SMR

So I’ve been going through the tests making them work again.

I’m currently working on SMR.

Having not touched the SMR code for some time I come back to it fresh – and I have perceived what I think is a design flaw. Not a bug, it works, but, well, maybe it doesn’t work very well when load is high.

The core issue with SMR is knowing when it’s safe to advance the generation counter. Each SMR instantiation maintains a generation counter, which begins at 0, and when an allocation is submitted to SMR (to be returned when it is safe to reuse or free, i.e. when no thread could possibly access it) it is assigned the value at that time of the generation counter.

When the generation counter has advanced by *two* more than the value in an allocation (I can’t remember why two, offhand – there is a vital reason for it, or there was at any rate, as I initially had it set to one, and that was a bug; I realised why and changed it to two) then it is safe to be reused.

Now, the design flaw is this : to advance the generation counter, the user calls an SMR function, which checks for certain criteria (I’ll come to that in just a mo) and if they are satisfied, the generation counter is advanced.

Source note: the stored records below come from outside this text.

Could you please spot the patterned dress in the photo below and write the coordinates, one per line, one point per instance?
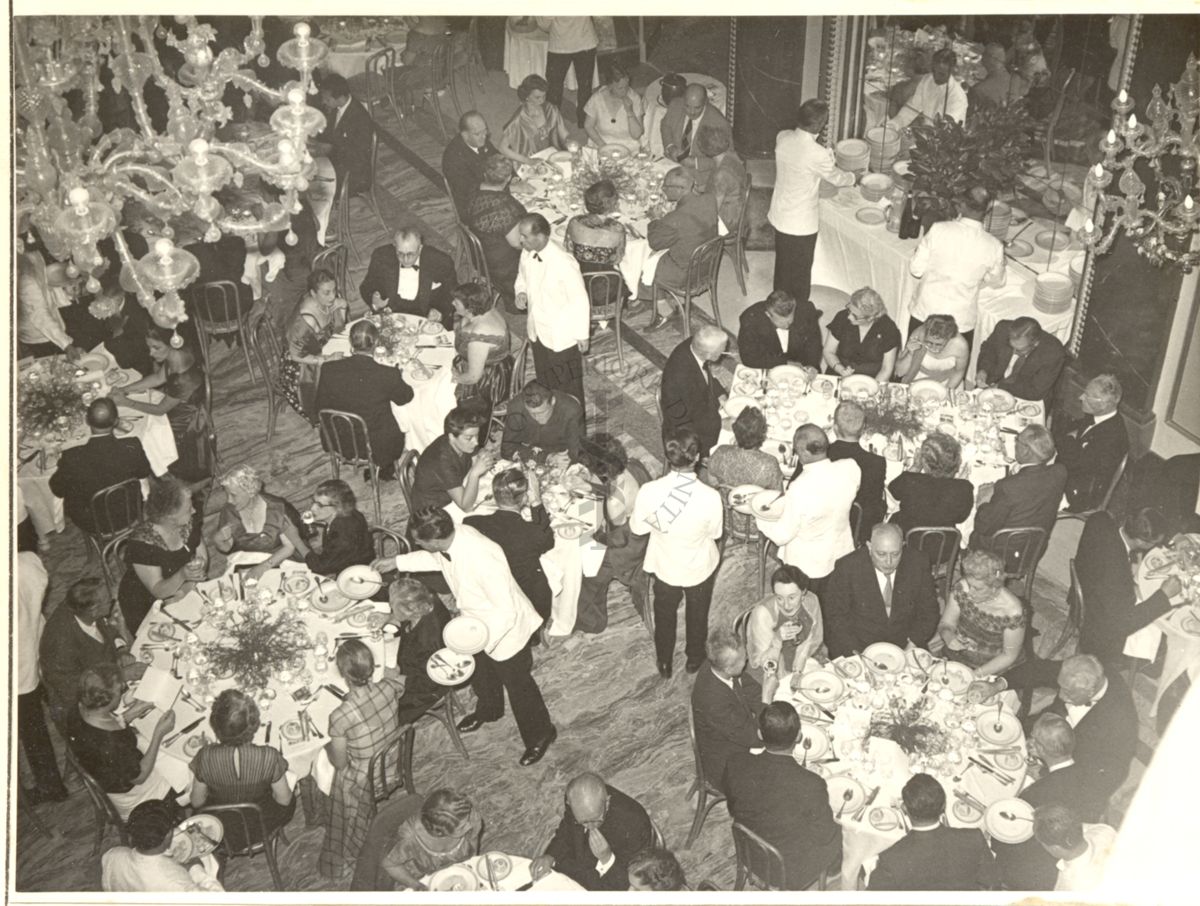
(367, 720)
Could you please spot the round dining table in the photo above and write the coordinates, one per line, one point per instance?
(857, 724)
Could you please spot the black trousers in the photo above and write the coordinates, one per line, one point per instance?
(557, 65)
(492, 678)
(666, 604)
(793, 264)
(969, 335)
(35, 739)
(561, 371)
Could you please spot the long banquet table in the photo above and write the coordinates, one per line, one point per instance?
(869, 696)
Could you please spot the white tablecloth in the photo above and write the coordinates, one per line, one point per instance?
(154, 432)
(851, 255)
(173, 761)
(421, 420)
(889, 772)
(525, 54)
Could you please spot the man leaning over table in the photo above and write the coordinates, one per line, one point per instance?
(483, 586)
(551, 287)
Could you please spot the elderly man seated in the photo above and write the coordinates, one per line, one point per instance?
(688, 221)
(541, 423)
(601, 831)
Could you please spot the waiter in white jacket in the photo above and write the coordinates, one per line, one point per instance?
(484, 588)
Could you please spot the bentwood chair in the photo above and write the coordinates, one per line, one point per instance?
(703, 267)
(707, 795)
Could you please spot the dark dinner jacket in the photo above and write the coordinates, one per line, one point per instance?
(759, 343)
(83, 471)
(874, 469)
(789, 808)
(726, 720)
(689, 400)
(349, 147)
(366, 388)
(1111, 610)
(1091, 459)
(435, 267)
(945, 858)
(627, 827)
(1036, 377)
(852, 605)
(463, 169)
(1031, 497)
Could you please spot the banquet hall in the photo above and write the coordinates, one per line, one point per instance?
(355, 357)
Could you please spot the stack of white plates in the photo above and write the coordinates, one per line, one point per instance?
(1053, 293)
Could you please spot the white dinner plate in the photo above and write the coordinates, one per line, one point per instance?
(1011, 821)
(466, 635)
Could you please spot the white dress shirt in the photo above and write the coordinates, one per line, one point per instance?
(31, 583)
(931, 100)
(483, 587)
(953, 259)
(814, 531)
(801, 163)
(684, 517)
(558, 301)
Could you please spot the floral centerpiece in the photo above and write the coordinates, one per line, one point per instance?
(51, 402)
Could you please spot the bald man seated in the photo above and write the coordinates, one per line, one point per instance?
(600, 832)
(101, 462)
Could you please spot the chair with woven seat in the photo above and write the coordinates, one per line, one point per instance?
(217, 309)
(345, 437)
(246, 835)
(703, 268)
(707, 796)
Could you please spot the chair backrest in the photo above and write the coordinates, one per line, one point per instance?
(407, 473)
(117, 509)
(761, 862)
(369, 873)
(346, 436)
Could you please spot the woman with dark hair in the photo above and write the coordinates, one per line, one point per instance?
(624, 551)
(359, 729)
(931, 495)
(492, 215)
(234, 769)
(107, 747)
(445, 831)
(166, 553)
(483, 370)
(744, 463)
(347, 538)
(179, 376)
(615, 113)
(321, 315)
(535, 126)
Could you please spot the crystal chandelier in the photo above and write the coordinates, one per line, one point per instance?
(1170, 147)
(75, 181)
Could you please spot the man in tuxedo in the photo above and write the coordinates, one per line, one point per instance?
(689, 393)
(880, 593)
(411, 277)
(683, 120)
(725, 705)
(462, 162)
(361, 385)
(783, 802)
(1027, 497)
(780, 330)
(1021, 358)
(933, 856)
(103, 461)
(1092, 445)
(601, 831)
(847, 424)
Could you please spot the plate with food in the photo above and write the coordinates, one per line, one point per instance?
(445, 667)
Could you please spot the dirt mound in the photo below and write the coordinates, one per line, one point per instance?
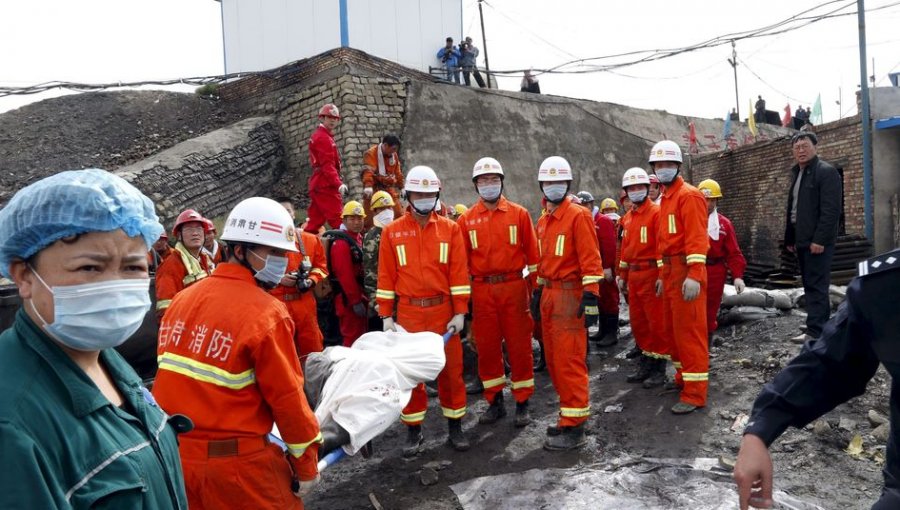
(99, 129)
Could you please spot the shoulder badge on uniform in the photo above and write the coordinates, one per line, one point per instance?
(879, 263)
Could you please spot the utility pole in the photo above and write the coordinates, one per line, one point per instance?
(733, 62)
(487, 65)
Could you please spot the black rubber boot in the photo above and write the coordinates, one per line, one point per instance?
(523, 417)
(644, 370)
(414, 441)
(494, 412)
(569, 438)
(455, 436)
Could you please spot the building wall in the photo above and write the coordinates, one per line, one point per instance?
(755, 182)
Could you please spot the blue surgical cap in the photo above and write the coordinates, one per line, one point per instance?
(71, 203)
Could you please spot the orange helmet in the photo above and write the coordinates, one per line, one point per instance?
(188, 216)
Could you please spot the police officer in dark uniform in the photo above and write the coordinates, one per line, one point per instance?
(830, 371)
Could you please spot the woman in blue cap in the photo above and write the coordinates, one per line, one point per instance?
(77, 429)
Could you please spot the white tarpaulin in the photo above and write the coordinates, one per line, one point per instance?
(640, 484)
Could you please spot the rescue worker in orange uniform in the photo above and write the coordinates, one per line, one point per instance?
(351, 305)
(566, 299)
(227, 360)
(382, 171)
(637, 277)
(326, 190)
(306, 268)
(501, 243)
(724, 255)
(423, 273)
(187, 264)
(682, 243)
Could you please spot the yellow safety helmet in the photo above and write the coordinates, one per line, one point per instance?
(608, 203)
(380, 199)
(353, 208)
(710, 189)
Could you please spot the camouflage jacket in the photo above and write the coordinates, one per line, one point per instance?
(370, 261)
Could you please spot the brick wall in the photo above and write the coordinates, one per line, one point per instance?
(755, 181)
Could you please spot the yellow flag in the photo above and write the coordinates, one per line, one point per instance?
(751, 121)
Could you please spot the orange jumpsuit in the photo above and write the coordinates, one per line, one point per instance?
(570, 264)
(391, 181)
(227, 360)
(682, 243)
(500, 244)
(724, 256)
(302, 305)
(424, 271)
(177, 272)
(639, 270)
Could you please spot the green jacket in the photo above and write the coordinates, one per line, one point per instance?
(64, 445)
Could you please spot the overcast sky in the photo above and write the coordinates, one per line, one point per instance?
(128, 40)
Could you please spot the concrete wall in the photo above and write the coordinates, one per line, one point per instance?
(213, 172)
(885, 166)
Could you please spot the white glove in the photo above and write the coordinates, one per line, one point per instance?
(456, 323)
(306, 487)
(690, 289)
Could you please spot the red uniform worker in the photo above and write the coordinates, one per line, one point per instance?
(325, 186)
(501, 243)
(569, 273)
(350, 304)
(296, 294)
(422, 268)
(638, 273)
(724, 255)
(227, 360)
(682, 244)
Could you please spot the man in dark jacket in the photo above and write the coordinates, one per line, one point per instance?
(813, 212)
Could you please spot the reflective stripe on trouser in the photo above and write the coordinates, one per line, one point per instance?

Remember here we’re checking for the possibility of a thread accessing an element which has already been by one thread submitted to SMR for reuse – i.e. that thread has emerged from a read section holding the element, having removed it probably from a data structure, and wants it to be re-used. The problem SMR is solving is that other threads might be engaged at that very moment in lock-free work and hold pointers to that element. We need all threads to be known to have exited their read sections (the code which does lock-free work) or to have been idle.

The critera are that since the last call to this function, all threads have either been idle (which is to say, not entered a read section – i.e. have done no lock-free work), or have entered and then exited a read section. If however any thread is currently IN a read section, then it could be it holds a pointer to this allocation.

So the problem is this – if the data structure is very busy, and there are many threads, some threads will always or almost always be in a read section. We never get to advance the generation counter!

A solution which comes to mind is this : each thread in its per-thread SMR state keeps track of the number of tiems it has entered and exited a read section. It also keeps a copy of the values of those counters from when the user last checked to see if the generation counter could be advanced.

This way even if we have lots of busy threads, we can still advance the generation counter, becuse we can see *how often each thread has exited a read section*. So even if many threads are currently IN a read-section, we can still know it’s safe to advance the ccounter.

So now I have more work to do – in the sense that I need to make the current SMR pass it tests again (which is itself already quite improved since the benchmark app was working), get the benchmark app running again, benchmark, then make these changes, then benchmark again.